Books for children in sixth grade tend to range from 25,000 to 55,000. This age group uses adult vocabulary as readers at this age begin to lean into the young adult fiction genre. Readers now have longer attention spans and stories tend to have details that are more descriptive.

Resources

The Children’s Writer’s Word Book is a go-to word guide for any children’s writer’s bookshelf. Written by Alijandra Mogilner and published by Writer’s Digest Books, Children’s Writer’s Word Book contains word lists grouped by grade as well as a thesaurus with the grade level listed for each word. This comes in handy if you have a difficult word and need to find one that is better targeted to your age group.

The Lexile® Framework for Reading has a Lexile Analyzer. The analyzer is on the web and you can paste text up to 250 words for free to analyze the reading level. The Lexile Framework ranges from below 0L (early readers) to above 2000L (advanced readers). They recommend a reading “sweet spot” of 100L below and up to 50L above their current reading level. The framework is also available for Spanish readers.

A Google search for the term ‘vocabulary list’ in addition to the grade of your story will yield many results, each list filled with words taught in those grades.

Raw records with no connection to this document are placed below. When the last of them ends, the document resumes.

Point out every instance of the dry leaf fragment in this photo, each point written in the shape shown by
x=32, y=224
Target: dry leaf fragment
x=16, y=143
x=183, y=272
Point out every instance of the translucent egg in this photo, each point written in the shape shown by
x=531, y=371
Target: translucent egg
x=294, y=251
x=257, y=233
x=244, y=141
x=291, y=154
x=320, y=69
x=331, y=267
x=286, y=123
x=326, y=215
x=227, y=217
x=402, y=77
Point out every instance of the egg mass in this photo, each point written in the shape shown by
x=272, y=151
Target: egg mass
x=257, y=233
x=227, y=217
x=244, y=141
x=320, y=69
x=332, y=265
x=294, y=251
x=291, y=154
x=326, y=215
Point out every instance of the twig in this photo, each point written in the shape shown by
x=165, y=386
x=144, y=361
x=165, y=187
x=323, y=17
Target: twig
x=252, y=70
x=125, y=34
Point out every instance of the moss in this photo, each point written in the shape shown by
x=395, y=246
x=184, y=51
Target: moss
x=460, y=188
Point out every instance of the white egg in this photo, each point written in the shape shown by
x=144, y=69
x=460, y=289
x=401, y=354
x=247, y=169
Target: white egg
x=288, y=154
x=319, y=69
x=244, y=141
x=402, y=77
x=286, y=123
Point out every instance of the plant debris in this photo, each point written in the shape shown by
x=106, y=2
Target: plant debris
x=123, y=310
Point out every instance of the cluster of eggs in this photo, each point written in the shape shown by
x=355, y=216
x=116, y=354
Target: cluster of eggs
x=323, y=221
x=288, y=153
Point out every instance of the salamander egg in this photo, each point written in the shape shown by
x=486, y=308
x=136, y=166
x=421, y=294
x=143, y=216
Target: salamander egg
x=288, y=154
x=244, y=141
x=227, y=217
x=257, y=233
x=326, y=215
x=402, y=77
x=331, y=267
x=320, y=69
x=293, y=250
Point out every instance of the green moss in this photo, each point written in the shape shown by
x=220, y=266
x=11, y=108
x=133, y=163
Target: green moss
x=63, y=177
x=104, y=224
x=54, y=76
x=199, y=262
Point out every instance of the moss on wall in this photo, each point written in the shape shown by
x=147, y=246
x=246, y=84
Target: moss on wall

Look for books similar to yours. Check to see what age range they are labeled as. Some books have this information in the small print on the copyright page. If it is not printed, you can Google search the book titles. The publisher’s website tends to list the intended age ranges, as does Amazon. The publisher’s website is also a great place to see which themes they highlight from the story.

Conclusion

At the end of the day, literary milestones should never get in the way of telling a great story. Words can be changed and an editor can help with some of this, but it is good to have a general sense of what works for your age range and what just doesn’t belong.